The Brain Afflicted with Autism Shares Some Similarity with the Addicted Brain

The Brain Afflicted with Autism Shares Some Similarity with the Addicted Brain

The Brain Afflicted with Autism Shares Some Similarity with the Addicted Brain

Autism represents one of the more devastating neuropsychiatric disorders. The disease cripples the brain early in its development, profoundly limiting a child’s ability to engage in relationships and to learn. Children with autism struggle mightily to adapt to even the subtlest of changes, as those with the disease tend to cling to a narrow set of behaviors. Repetition and ritual, exercises of sameness, fill the day-to-day life of those with autism. The disease robs families of celebrated milestones – the day a son or daughter comes home with a driver’s license; graduations from high school or college; wedding days, and so forth. Often, a person with autism will change little in personality from 5 to 50 years old. Understandably, the disease, like others that so harshly injure children, evokes tremendous compassion, as highlighted by the surge in research and funding into autism over the last 15 years.

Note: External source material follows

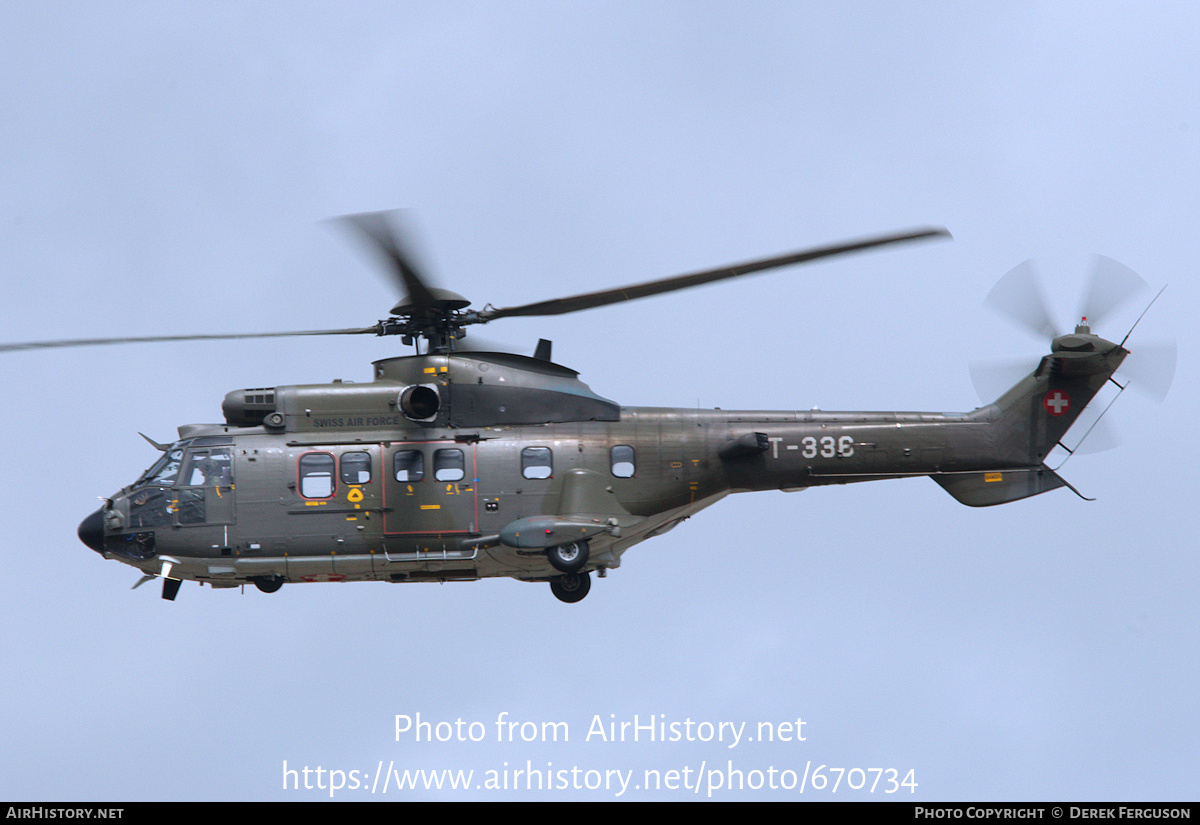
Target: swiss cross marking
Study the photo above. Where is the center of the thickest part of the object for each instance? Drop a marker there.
(1056, 402)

The brain afflicted with autism shares some similarity with the addicted brain. One area of interest in the expanding research into the roots of autism focuses on the striatum, the nucleus accumbens (NAc) in particular. It’s the area of the brain implicated in reward learning and social behaviors. More plainly, it’s the part of the brain that propels us to relate to others, to seek out relationships, and to satisfy basic needs like the experiences of joy and bonding. Humans are, after all, one of the most social of species on the planet.



As highlighted in a previous AToN post, the addictive use of explicit substances hyper-conditions the NAc, with research in recent years demonstrating that the area literally grows in size over the course of an addiction. The effects of substances of abuse is so tremendous, on a neurobiological level, that they trigger surges in the biochemical experience of happiness and reward that far exceed those normally released through our relationships. Over time, then, someone with an addiction will experience less and less joy through relationships, will lose the drive to be in relationships, and invariably start to neglect loved ones. A dependence on drugs or alcohol will replace an innate dependence on relationships, as someone with an addiction can become oblivious to those he or she shares a life with.

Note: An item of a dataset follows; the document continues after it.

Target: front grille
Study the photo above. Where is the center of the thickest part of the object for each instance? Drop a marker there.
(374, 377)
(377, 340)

In addictions, the NAc becomes something of a roadblock between the executive areas of the brain and its primitive remnants. An overactive, hyper-conditioned NAc derails the key circuits in the brain that coordinate advanced behaviors (goal-oriented behaviors, empathy, bonding, impulse control, humor, and others). It’s the same dysfunction that some researcher’s associate with autism. The brain of those with autism, like those with an addiction, becomes fragmented, with key areas of the brain unable to communicate with one another. Essentially, both disorders inhibit the ability of the brain to coordinate neuro-impulses into purposeful or adaptive behaviors.

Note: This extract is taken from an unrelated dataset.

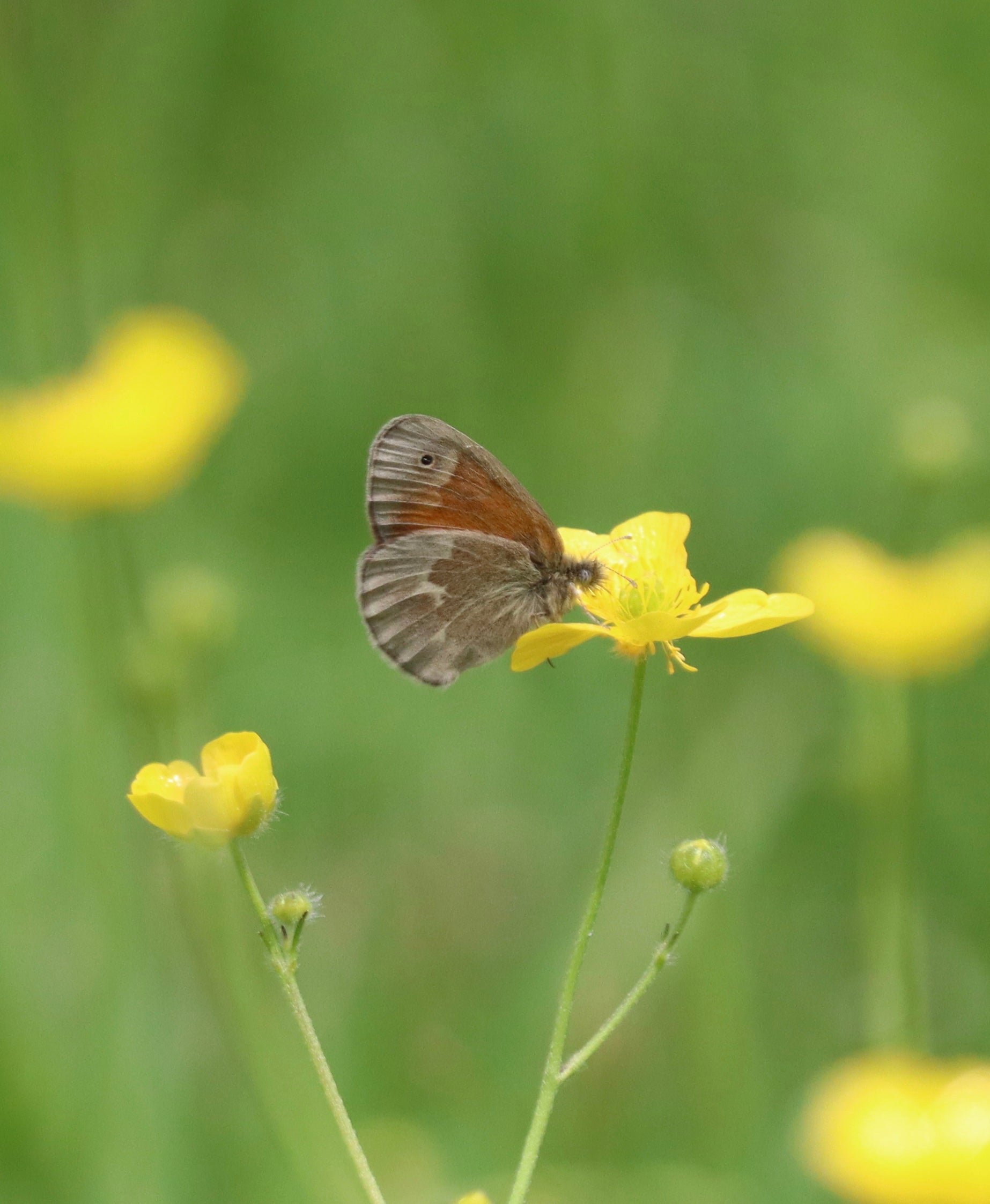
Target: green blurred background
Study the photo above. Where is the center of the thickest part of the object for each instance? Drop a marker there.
(677, 255)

The speculation that autism, like addiction, reflects gross dysfunction in the NAc is consistent with the shared behaviors that mark both disorders. Those with addictions are rather notoriously labeled as selfish, childish, callous, immature, or arrested in their development.  As someone’s addiction progresses, typically he or she will exhibit the type of social deficits as characterized in autism – a lack of empathy, isolation, and/or apparent obliviousness to the environment. And, of course, a hallmark symptom of any addiction is repetitive behavior, usually ritualized into daily life. Much like someone with autism, those with substance use disorders evidence a restricted range of interests, with drug use becoming an obsession.



Obtaining drugs, using drugs, recovering from drug use, and then obtaining more drugs becomes the day-to-day routine in cases of severe addiction, with no time devoted to relationships, a career, to one’s health, etc.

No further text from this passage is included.